Nor, McEntee says, will he be quick to forget the season-ending loss at Cincinnati in 2011. The first quarter was a disaster. In one of those touch football plays in the sandlot where the big kid yanks the ball out of the little kid's hands, Walter Stewart did that in the end zone to McEntee. Drew Frey then had a 15-yard interception return. It was 28-6 in no time and fixing to be an embarrassment. McEntee bounced back, threw two fourth-quarter touchdowns before UConn eventually fell 35-28 in a tense finish.
"All I was thinking was, 'What I wouldn't give for an extra five minutes,'" McEntee said. "But the beginning of the game was awful. It still keeps me up at night."
"For us to be 5-6 again, going against Cincinnati, a chance to make a bowl, it's pretty crazy."
He also knows unless Whitmer has a setback, that game last year in Cincinnati would be his last start. McEntee said he has counted four or five times this season when he thought "Oh, my God," after Whitmer got crushed.
"I don't know if he has gotten a concussion or not but he's hung in there," McEntee said. "It says a lot about him.

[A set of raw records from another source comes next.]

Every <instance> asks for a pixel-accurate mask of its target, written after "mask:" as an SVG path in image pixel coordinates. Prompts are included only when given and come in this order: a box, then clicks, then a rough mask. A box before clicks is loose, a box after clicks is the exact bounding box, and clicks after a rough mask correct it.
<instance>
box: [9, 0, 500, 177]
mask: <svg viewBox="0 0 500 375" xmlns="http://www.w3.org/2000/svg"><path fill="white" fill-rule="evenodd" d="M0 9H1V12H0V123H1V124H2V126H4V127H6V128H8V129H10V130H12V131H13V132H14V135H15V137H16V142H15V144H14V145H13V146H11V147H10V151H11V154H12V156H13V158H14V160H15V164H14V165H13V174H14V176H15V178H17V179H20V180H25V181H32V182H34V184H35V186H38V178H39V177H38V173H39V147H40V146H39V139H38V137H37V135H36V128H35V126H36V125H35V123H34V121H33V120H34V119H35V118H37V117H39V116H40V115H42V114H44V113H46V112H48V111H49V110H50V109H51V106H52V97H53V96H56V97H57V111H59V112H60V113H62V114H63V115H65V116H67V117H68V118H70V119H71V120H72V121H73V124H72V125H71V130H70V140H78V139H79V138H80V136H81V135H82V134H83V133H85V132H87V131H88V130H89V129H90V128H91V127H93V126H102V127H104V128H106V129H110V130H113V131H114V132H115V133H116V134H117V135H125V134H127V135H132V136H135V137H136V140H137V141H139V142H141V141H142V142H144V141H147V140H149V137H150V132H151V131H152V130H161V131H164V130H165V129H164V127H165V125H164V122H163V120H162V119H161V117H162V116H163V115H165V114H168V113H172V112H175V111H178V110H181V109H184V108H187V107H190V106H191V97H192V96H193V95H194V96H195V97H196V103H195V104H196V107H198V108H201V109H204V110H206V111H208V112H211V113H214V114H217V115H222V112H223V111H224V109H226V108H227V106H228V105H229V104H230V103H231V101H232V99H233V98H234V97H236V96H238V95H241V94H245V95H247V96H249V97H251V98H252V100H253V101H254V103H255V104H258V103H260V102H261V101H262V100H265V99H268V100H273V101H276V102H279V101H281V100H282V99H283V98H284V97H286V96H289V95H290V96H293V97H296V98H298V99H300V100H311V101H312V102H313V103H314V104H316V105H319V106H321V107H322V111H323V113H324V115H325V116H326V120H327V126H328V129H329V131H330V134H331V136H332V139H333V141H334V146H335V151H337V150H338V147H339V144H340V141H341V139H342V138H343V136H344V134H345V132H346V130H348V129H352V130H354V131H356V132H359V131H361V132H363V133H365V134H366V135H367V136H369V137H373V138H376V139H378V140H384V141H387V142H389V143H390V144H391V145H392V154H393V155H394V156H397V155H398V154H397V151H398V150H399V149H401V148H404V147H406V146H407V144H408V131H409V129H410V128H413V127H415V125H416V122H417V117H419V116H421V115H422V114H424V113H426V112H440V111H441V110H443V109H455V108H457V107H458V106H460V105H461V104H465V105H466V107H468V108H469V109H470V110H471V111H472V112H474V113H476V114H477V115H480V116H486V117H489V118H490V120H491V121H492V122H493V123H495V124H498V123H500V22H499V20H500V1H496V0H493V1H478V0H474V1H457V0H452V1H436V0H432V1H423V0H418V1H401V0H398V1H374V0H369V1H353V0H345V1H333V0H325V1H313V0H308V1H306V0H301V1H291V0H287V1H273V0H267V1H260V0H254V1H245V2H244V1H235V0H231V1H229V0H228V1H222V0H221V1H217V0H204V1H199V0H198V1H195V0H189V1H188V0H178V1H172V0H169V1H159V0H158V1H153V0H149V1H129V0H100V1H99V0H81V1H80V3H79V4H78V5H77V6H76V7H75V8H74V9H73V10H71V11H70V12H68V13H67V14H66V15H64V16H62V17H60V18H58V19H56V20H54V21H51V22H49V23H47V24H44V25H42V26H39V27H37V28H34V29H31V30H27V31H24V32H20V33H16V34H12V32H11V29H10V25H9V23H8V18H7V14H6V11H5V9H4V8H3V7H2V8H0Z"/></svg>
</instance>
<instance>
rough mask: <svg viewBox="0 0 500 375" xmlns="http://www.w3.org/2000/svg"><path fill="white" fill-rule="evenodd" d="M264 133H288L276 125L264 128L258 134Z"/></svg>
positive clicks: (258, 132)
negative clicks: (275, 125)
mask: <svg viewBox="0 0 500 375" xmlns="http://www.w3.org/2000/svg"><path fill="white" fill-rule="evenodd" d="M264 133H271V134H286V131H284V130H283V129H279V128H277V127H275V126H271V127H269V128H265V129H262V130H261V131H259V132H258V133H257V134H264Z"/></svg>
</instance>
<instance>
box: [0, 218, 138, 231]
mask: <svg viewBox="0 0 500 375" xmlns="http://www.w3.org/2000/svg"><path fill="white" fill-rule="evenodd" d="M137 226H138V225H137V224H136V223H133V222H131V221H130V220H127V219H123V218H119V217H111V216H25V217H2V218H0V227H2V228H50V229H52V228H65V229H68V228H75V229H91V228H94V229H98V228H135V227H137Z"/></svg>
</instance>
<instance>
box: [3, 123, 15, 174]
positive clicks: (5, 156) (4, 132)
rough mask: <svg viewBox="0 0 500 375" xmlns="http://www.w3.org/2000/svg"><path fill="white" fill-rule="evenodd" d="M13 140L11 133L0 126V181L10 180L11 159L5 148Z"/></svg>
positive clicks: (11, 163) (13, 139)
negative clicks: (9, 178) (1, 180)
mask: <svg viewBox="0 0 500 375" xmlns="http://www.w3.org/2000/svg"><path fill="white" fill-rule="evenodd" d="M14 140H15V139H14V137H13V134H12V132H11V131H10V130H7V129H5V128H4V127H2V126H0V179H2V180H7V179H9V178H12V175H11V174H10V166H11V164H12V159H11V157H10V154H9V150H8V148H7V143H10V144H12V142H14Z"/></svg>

I've had only one 'real' concussion in high school. It was halfway through the game and the last thing I remember was the pep rally before it."
A lot of guys in McEntee's position would have sulked. A lot of guys would have taken their sociology degree and moved on. McEntee signed up for a freshman-level political science course this fall and kept showing up for practice.
"Johnny has handled everything terrifically," Pasqualoni said. "Johnny has not been anything but a team guy since day one."
He threw 335 passes last season. He threw 12 touchdowns, eight interceptions. He also was foot slow in the pocket and it grew obvious that UConn needed to move on. Yet it also should be obvious to us now that it was Cody Endres' dismissal from UConn that left the program with only young and untested quarterbacks.
"I did mess up a lot last year," McEntee said. "I didn't deserve to be the starter this year. I knew that. It was tough [not playing] at first. Halfway through the season, I was like, 'Let's just have a good time. In a few months, I'll probably be working in the mail room somewhere.
"I just wanted to finish this season with the seniors I came in with, and all these guys who have given so much. I was just glad I was able to do something to contribute to the team. I wouldn't have traded this for anything."